Rescuers were racing to help people caught in fast-rising floodwaters in Mozambique’s cyclone-hit city of Pemba on Sunday, as houses collapsed in one neighborhood and heavy rain raised fears of worse to come.
Cyclone Kenneth slammed into the northern province of Cabo Delgado on Thursday, flattening entire villages and killing at least five people. It has since pounded a region prone to floods and mudslides with rain, prompting warnings that rivers could burst their banks and leave vast areas under water.
The impoverished southern African country is still recovering from another powerful cyclone – Idai – that hit further south last month, submerging an area of 3,000 square km (1,200 square miles) and killing more than 1,000 people in Mozambique, Zimbabwe and Malawi.
As a heavy downpour hammered Pemba, home to about 200,000 people, brown water started to course through the streets on Sunday.
Homes started to collapse in the northern neighborhood of Natite, one of the worst-affected areas, the United Nations humanitarian agency OCHA said on Twitter.
Residents tried frantically to bail water out of their houses with plastic buckets, but many quickly flooded in the torrential rain. Others stacked sandbags outside their homes to keep the rising water out, while elsewhere small, rapid rivers formed, carving trenches into the street.
Rescue workers evacuated at least 130 people to centers elsewhere in the city on Sunday, mostly by boat, said Salviano Abreu, spokesman for the U.N.’s humanitarian arm.
Video shared by another U.N. official, Luiz Godhino, showed people on a seaside avenue in Pemba wading through waist-high water in the pouring rain. A car had been swept into a ditch, and a torrent of brown water churned under a bridge.
Another image showed a line of cars forming on the main road out of the city, a section of which was under water.
There was no immediate word on the extent of flooding outside Pemba.
Mozambican authorities had on Friday urged people living near two rivers, one to the north of the city and the other to the south, to move to higher ground.
Weather forecasters had warned that Kenneth, with winds of up to 280 km per hour (174 miles per hour) when it made landfall, could dump twice as much rain on northern Mozambique as Cyclone Idai did near the port city of Beira last month.
It is the first time on record that two such powerful cyclones have hit Mozambique in so short a space of time.
The U.N. says more than 1.8 million people still need aid in central Mozambique, where Idai destroyed homes, ruined crops and unleashed a cholera outbreak. Kenneth affected at least 168,000 others, the country’s disaster management agency said on Sunday.

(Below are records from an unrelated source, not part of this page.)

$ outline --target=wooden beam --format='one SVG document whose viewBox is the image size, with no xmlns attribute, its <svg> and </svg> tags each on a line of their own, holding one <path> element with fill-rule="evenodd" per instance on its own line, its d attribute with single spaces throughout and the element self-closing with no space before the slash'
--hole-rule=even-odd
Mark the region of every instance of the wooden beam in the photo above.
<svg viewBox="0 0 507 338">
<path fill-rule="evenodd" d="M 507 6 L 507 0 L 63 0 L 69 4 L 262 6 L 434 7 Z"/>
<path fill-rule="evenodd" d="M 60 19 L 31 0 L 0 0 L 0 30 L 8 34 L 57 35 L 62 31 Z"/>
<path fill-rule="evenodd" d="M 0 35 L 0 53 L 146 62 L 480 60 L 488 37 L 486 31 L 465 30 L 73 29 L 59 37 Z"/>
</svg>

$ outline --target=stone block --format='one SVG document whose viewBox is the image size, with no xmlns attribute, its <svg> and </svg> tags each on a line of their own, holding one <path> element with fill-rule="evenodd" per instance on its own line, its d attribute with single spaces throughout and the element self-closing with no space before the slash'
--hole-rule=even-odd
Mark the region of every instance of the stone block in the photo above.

Following an aerial assessment of the affected area in Cabo Delgado on Saturday, an official with the U.N. Office for the Coordination of Humanitarian Affairs said some villages had been “entirely wiped out”.
“They look like they have been run over with a bulldozer,” said Gemma Connell, who heads OCHA’s regional office.
Images shared by the agency showed rows of wooden houses, separated by sandy paths, that had been almost completely flattened. Only a few structures and the occasional coconut tree were left standing.